Here's the quick version: The new courses will cover less material overall, but will require students to gain a deeper understanding of the scientific method, something that the College Board says will help in college. The number of multiple choice questions on the end-of-year exam has been reduced to 55, and the free-response section has been expanded. Instead of being able to name different genetic diseases, for example, students will learn how genetic diseases are passed on and might study a specific disease in detail. Hopefully, students will be able to apply what they learned to other examples.

"There's no one standard course in biology at the undergraduate level," Tom Rudin, College Board's senior vice president for advocacy, government relations, and development, said. "The previous method [of designing an AP course] was to take every undergraduate book, put it on the table, and staple it together figuratively."

The changes came partly in response to a 2002 report by the National Research Council that said American STEM classes focused too much on memorization.
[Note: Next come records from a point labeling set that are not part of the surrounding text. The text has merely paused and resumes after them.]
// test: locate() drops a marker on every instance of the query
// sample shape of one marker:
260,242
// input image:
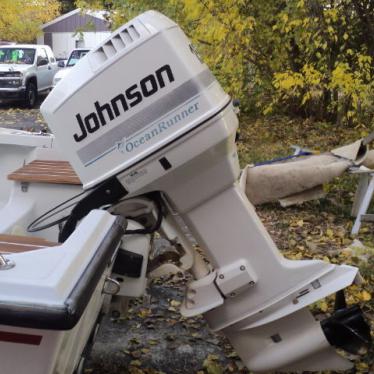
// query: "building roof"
70,21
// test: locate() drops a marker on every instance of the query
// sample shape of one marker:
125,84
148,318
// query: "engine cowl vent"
116,44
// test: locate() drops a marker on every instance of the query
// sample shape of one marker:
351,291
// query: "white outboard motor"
142,113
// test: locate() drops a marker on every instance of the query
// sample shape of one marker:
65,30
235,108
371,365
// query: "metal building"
74,30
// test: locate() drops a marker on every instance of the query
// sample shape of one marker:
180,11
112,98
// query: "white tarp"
300,179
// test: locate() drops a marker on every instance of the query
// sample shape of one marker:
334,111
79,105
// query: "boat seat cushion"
17,244
45,171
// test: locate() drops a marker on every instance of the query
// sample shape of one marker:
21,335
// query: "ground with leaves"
156,339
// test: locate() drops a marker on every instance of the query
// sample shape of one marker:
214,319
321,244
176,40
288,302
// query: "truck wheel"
31,95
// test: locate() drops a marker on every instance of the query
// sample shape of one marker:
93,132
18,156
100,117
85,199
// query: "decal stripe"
141,119
12,337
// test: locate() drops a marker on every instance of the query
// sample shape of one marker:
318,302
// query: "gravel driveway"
154,338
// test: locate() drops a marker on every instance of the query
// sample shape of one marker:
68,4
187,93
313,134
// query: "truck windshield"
17,56
75,56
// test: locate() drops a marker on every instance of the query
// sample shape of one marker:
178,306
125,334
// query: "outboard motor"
141,113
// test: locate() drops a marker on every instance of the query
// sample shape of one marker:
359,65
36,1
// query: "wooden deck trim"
45,171
18,244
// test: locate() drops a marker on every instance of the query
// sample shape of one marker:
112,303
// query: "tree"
20,20
312,58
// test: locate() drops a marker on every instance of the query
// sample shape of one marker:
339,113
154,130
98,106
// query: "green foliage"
306,57
20,20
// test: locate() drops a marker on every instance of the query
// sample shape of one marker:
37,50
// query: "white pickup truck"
26,70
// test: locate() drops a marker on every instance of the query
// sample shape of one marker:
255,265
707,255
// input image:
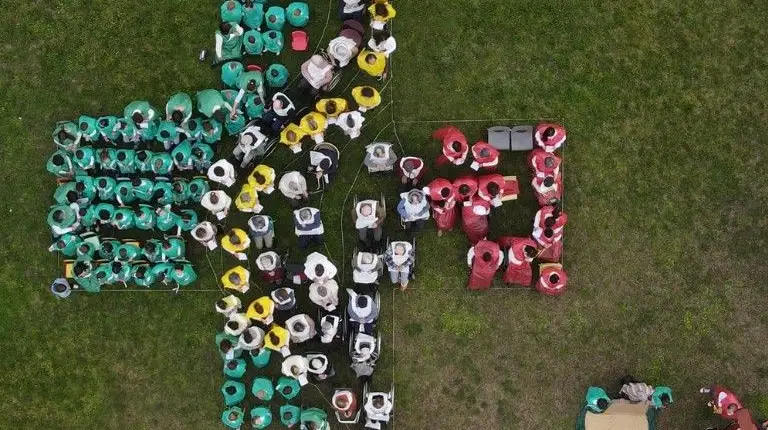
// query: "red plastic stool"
299,40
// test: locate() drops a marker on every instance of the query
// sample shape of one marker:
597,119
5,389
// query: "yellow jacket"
233,248
248,199
240,285
391,13
375,69
282,336
267,172
366,102
341,106
291,143
267,308
320,121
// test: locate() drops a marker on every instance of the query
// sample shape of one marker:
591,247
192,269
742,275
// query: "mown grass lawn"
665,181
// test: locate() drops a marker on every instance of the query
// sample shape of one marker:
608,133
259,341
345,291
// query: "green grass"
665,182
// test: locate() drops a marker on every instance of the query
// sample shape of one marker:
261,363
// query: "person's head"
267,261
234,278
548,133
414,198
219,116
378,401
177,115
493,188
274,339
381,10
366,209
602,403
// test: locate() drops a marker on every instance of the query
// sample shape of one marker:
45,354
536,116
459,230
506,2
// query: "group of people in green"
232,39
106,261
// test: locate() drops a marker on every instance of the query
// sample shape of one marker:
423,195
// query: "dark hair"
602,403
493,188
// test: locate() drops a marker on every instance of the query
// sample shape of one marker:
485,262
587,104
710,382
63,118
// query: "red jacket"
490,161
553,143
552,280
536,159
482,273
448,135
470,181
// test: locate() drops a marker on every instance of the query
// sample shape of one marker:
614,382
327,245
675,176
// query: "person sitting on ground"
331,108
369,216
372,63
413,209
308,226
293,185
381,12
236,242
379,157
271,268
351,123
484,260
382,42
366,98
229,41
400,258
262,230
Jay Labov, senior advisor for education and communication at the National Academy of Sciences and National Research Council, says that the new AP courses have the potential to be a "major game changer."

"There are major changes coming to the scientific community if the AP programs are successful," he said.

The new classes will focus on more scientific experimentation—students will be tasked with designing their own experiments, rather than focusing on "cookbook" labs with easy-to-follow directions and predictable outcomes.

John Hnatow, an AP chemistry teacher at Emmaus High School in Pennsylvania, says such labs "gets [students] through the period, but does not give them deep understanding. We're moving away from this formulaic approach to doing things."

Michelle Shearer, an AP chemistry teacher in Frederick, Md., and the 2011 National Teacher of the Year, says the new curricula will hopefully engage a broader base of students. Her classes saw a huge jump in enrollment each year once more students realized they could successfully complete AP classes.

"We have to make a decision: Will we be inclusive or will we be exclusive?," she said. "First, you open the doors and make sure that everybody understands there's a place for them in the classroom. Students need to realize that they can be part of [an AP] environment."